MUMBAI: Bajaj Finance Ltd has surpassed Kotak MahinBank in terms of market capitalisation, following a surge in its share price, which hit a 52-week high on Wednesday.

At 10 am, Bajaj Finance's valuation stood at 3.52 trillion which was higher than that of Kotak Mahindra Bank's 3.51 trillion market cap.

Shares of Bajaj Finance gained 0.4% to 5,844 on BSE while Kotak Mahindra Bank fell 1.2% to 1,771.30 a share.

At present, Bajaj Finance is at ninth place in the overall m-cap ranking on BSE. It is ahead of blue chips such as Wipro, Bharti Airtel Ltd, ITC, Asian Paints, and HCL Technologies.

So far this year, shares of Bajaj Finance have gained nearly 10%, while Kotak Mahindra Bank has lost nearly 12%.

Reliance Industries Ltd is the country’s most-valued firm with a market cap of 13.76 trillion, followed by Tata Consultancy Services Ltd 11.53 trillion and HDFC Bank 8.28 trillion.

Bajaj Finance’s fourth quarter net profit grew 42% year-on-year (y-o-y) and 18% quarter-on-quarter (q-o-q) to 1,350 crore. The proforma gross non performing loan (GNPL) ratio declined from 2.9% to 1.8% q-o-q. Bajaj Finance wrote off debt worth 1,500 crore (1.0% of loans).

"A clean book post large write-offs and restructuring bodes well, particularly in view of headwinds from a second, stronger covid wave.

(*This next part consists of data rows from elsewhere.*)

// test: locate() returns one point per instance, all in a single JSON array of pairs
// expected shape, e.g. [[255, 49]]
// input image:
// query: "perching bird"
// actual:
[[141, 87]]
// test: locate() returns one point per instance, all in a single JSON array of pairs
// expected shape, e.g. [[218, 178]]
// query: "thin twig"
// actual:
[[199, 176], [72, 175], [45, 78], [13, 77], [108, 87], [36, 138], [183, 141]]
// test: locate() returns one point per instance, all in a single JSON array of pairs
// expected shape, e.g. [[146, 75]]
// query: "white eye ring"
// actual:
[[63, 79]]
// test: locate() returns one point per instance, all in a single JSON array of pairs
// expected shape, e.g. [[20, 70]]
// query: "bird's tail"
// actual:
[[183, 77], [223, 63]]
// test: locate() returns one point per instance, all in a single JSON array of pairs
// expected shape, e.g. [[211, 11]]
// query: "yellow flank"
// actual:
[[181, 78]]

As the company resumes its growth push, its large base may constrain its ability to deliver on the high multi-year growth implied in its valuations," said Kotak Institutional Equities in a note to its investors.

Kotak Mahindra Bank March quarter net profit was at 1,680 crore (33% y-o-y and -6% q-o-q) was below analyst estimates driven by higher provisions. Net interest income increased 8% y-o-y to 3,840 crore. Net interest margin declined to 4.39% q-o-q (-12bps q-o-q & -33bps y-o-y), despite benefit of cost of deposit.

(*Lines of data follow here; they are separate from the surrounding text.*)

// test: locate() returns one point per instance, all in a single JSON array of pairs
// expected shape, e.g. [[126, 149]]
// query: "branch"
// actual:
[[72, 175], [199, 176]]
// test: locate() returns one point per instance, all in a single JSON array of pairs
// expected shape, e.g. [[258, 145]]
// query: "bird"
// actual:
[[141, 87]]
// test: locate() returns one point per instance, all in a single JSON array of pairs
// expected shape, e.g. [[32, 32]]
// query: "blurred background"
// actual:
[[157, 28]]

Slippage 5,400 crore (2.4%) during FY21 compared to 3,400 crore (1.55%) in FY20. Gross NPA was steady at 3.25% versus 3.27% sequentially for the bank.

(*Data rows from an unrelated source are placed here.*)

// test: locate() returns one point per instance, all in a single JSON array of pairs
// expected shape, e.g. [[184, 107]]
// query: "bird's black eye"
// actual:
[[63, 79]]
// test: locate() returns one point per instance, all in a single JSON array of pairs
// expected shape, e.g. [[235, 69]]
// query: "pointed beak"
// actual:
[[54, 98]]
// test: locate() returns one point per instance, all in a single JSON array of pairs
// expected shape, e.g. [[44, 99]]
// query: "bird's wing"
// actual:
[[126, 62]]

"We believe the stock is fairly expensive, trading at 4.2x P/B (Mar-21F) and 31.3x P/E (12m to Mar-22F) vs last 10-year average of 3.9x P/B and 25.7x P/E, on a consolidated basis. We value the stock at 3.6x P/B (Mar-22F) and 26.7x P/E (12m to Mar-23F) for a slightly reduced TP of 1,700 (from 1,710). The implied P/B of the core bank is 4x. We largely maintain our EPS forecasts for the bank. Downside risks include higher credit costs, while upside risks include better NIM performance," said Nomura Research in its note to investors.